After only a quarter of an hour, we resumed. The Council members moved to the edge of their chairs as Talar uttered the most important command of the day. “Tell us of your last demon encounter, Warden.”
I had to ignore my growing disturbance and bring all of my senses to bear on my telling. I tried to recall every detail, every word, every sensation, every smell and taste and sound, and relay it to the five who sat in judgment, so they could experience it as truly as I had done. I wanted to make them hear and see and wonder at it as I did. Every passing moment led me to believe that my experience was, in many ways, as significant as my battle with the Lord of Demons, a portent that we could not ignore.

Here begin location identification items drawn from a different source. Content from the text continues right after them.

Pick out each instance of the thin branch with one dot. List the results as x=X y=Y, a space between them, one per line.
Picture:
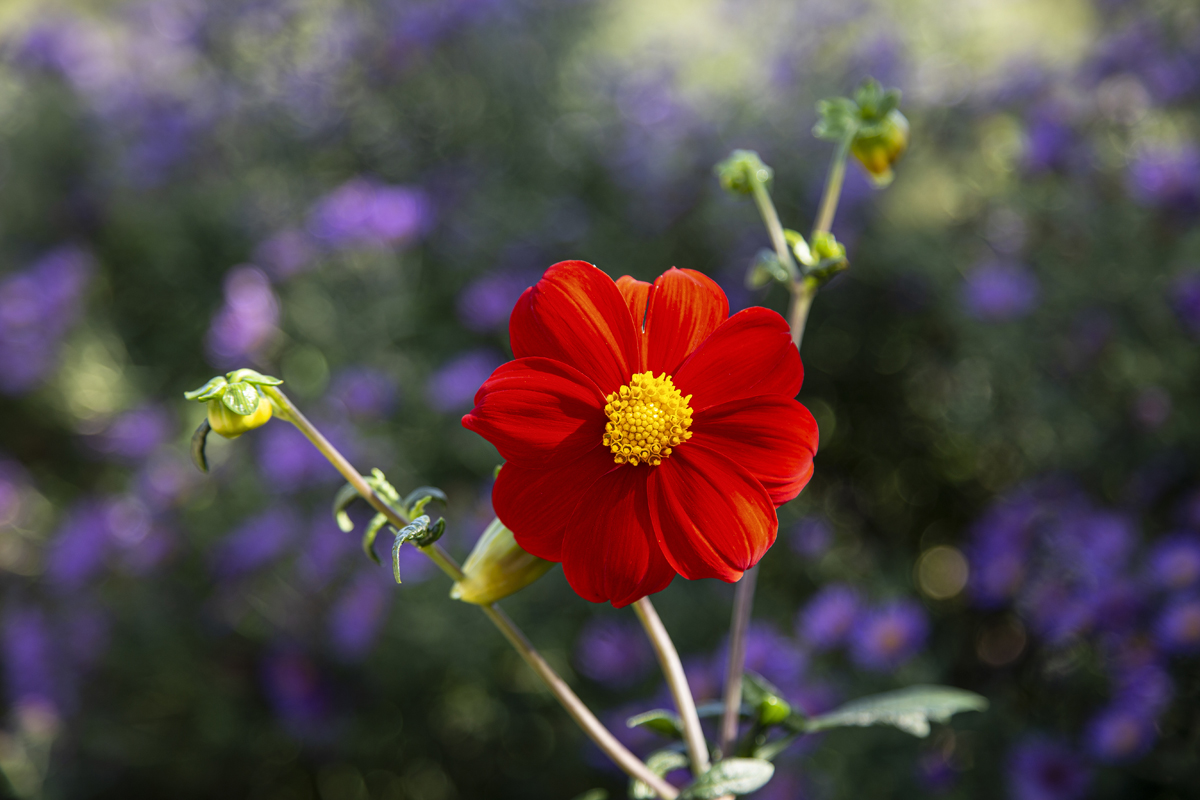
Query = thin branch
x=672 y=668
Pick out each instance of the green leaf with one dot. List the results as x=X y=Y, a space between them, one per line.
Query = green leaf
x=660 y=721
x=199 y=439
x=660 y=763
x=208 y=391
x=251 y=377
x=910 y=709
x=730 y=776
x=240 y=398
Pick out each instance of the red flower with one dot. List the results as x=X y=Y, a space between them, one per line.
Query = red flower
x=637 y=450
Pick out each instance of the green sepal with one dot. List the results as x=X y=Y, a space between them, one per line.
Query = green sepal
x=660 y=763
x=730 y=776
x=251 y=377
x=240 y=398
x=199 y=440
x=208 y=391
x=660 y=721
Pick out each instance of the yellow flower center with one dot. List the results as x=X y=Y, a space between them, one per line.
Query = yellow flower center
x=647 y=417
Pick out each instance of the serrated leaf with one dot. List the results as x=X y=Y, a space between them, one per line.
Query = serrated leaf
x=240 y=398
x=199 y=440
x=660 y=721
x=730 y=776
x=208 y=391
x=251 y=377
x=910 y=709
x=660 y=763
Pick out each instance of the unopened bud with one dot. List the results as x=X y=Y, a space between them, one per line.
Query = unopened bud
x=497 y=567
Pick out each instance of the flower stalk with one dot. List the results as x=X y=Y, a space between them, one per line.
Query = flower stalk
x=621 y=756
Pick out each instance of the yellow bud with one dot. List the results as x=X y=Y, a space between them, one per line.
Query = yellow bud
x=231 y=425
x=497 y=567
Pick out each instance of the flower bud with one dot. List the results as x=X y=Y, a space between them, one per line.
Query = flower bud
x=881 y=144
x=232 y=425
x=497 y=567
x=739 y=173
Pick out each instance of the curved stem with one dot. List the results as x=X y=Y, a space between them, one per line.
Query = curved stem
x=621 y=756
x=672 y=668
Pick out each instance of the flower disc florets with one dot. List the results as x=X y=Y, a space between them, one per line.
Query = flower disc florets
x=647 y=417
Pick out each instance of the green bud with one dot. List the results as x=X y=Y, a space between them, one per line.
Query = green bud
x=739 y=173
x=880 y=145
x=497 y=567
x=231 y=423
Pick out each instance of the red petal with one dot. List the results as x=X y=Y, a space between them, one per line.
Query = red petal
x=610 y=553
x=685 y=308
x=537 y=409
x=636 y=293
x=774 y=438
x=714 y=519
x=750 y=354
x=576 y=314
x=535 y=504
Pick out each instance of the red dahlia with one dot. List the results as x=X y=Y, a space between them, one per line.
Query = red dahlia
x=646 y=432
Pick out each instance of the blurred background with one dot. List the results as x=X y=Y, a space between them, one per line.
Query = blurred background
x=352 y=193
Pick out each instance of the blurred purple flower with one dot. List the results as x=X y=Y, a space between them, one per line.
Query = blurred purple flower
x=1167 y=176
x=359 y=614
x=246 y=323
x=811 y=537
x=287 y=253
x=453 y=386
x=37 y=306
x=1177 y=630
x=30 y=660
x=1186 y=301
x=135 y=434
x=827 y=620
x=613 y=653
x=256 y=542
x=365 y=392
x=1042 y=769
x=1119 y=733
x=366 y=214
x=1000 y=290
x=1175 y=561
x=485 y=305
x=887 y=637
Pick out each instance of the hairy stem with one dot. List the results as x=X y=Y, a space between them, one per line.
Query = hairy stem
x=672 y=668
x=621 y=756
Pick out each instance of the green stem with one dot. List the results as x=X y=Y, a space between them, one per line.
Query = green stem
x=672 y=668
x=621 y=756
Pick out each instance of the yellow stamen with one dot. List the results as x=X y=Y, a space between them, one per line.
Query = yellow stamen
x=647 y=417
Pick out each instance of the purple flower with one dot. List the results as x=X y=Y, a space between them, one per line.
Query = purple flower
x=365 y=392
x=1177 y=629
x=613 y=653
x=827 y=620
x=1000 y=290
x=1167 y=176
x=1041 y=769
x=811 y=537
x=453 y=386
x=485 y=305
x=886 y=638
x=246 y=323
x=137 y=433
x=287 y=253
x=363 y=212
x=359 y=614
x=1175 y=561
x=1119 y=734
x=255 y=543
x=30 y=660
x=1186 y=301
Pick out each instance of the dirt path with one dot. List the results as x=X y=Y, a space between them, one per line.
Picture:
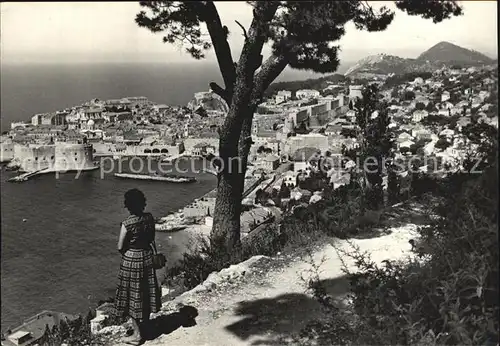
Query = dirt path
x=264 y=306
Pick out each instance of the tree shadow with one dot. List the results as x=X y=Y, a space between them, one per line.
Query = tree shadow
x=283 y=315
x=166 y=324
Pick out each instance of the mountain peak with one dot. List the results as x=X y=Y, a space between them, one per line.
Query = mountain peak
x=448 y=52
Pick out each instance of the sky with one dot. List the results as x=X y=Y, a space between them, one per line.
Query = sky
x=70 y=32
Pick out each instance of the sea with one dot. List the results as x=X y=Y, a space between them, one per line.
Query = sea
x=59 y=234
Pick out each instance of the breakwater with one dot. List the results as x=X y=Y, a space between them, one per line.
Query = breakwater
x=63 y=257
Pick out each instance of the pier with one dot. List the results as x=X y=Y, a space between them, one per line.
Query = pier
x=28 y=175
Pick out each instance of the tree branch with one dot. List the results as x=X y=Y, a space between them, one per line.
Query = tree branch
x=222 y=50
x=242 y=28
x=216 y=88
x=269 y=71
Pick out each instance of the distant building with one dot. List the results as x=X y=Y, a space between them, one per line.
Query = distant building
x=307 y=94
x=445 y=96
x=419 y=115
x=33 y=329
x=18 y=124
x=268 y=163
x=355 y=91
x=283 y=95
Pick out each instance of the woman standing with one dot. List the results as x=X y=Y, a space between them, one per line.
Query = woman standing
x=138 y=293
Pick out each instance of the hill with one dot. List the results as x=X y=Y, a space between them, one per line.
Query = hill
x=443 y=53
x=447 y=52
x=384 y=64
x=313 y=83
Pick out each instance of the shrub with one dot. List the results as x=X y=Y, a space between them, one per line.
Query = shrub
x=450 y=298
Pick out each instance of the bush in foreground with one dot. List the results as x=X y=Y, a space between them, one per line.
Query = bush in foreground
x=449 y=298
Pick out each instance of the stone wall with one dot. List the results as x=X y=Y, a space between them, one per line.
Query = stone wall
x=190 y=143
x=6 y=151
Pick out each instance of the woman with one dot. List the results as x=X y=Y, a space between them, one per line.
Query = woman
x=138 y=293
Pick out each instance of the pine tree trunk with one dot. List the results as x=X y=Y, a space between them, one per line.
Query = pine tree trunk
x=234 y=155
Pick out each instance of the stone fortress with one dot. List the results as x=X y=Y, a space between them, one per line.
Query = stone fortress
x=60 y=156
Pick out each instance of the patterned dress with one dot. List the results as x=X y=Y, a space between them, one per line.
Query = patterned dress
x=138 y=293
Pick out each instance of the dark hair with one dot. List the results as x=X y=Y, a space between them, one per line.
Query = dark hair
x=135 y=201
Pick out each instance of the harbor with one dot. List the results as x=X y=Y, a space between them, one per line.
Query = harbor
x=157 y=177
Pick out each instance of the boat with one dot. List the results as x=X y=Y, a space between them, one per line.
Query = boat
x=157 y=177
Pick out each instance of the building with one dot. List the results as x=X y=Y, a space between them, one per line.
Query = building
x=315 y=140
x=61 y=156
x=418 y=115
x=283 y=96
x=6 y=151
x=445 y=96
x=355 y=91
x=33 y=329
x=307 y=94
x=19 y=124
x=268 y=163
x=156 y=149
x=49 y=119
x=202 y=149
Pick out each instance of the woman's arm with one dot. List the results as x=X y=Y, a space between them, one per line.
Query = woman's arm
x=121 y=239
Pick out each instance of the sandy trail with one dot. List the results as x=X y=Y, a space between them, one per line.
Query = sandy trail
x=260 y=311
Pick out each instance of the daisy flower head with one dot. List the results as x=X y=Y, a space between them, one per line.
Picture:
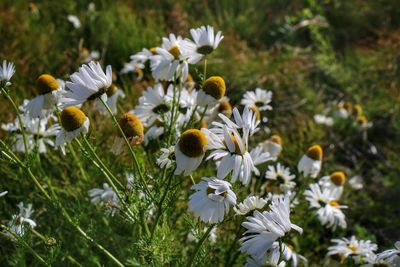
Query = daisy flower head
x=281 y=176
x=45 y=103
x=204 y=43
x=263 y=229
x=212 y=90
x=113 y=93
x=74 y=122
x=259 y=98
x=22 y=219
x=7 y=70
x=88 y=83
x=310 y=164
x=273 y=145
x=189 y=151
x=165 y=161
x=356 y=249
x=249 y=204
x=328 y=209
x=105 y=197
x=212 y=200
x=231 y=151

“No evil!” Caddoc had a harsh dry laugh that grated on the ear. “You deemed yourself fit to judge such a thing. Interesting that it was after the creature had shown you its prowess with a sword that you made this determination.”
“I have no shame in losing a battle,” I said. “Since you included the one I lost in this telling, then take it as evidence of that, at least. I deemed this rai-kirah not attracted to evil, and that it was not to our benefit to destroy him. Bring other evidence of my cowardice, if that’s your claim.”
“Not cowardice,” said Talar. “No one accuses you of cowardice.”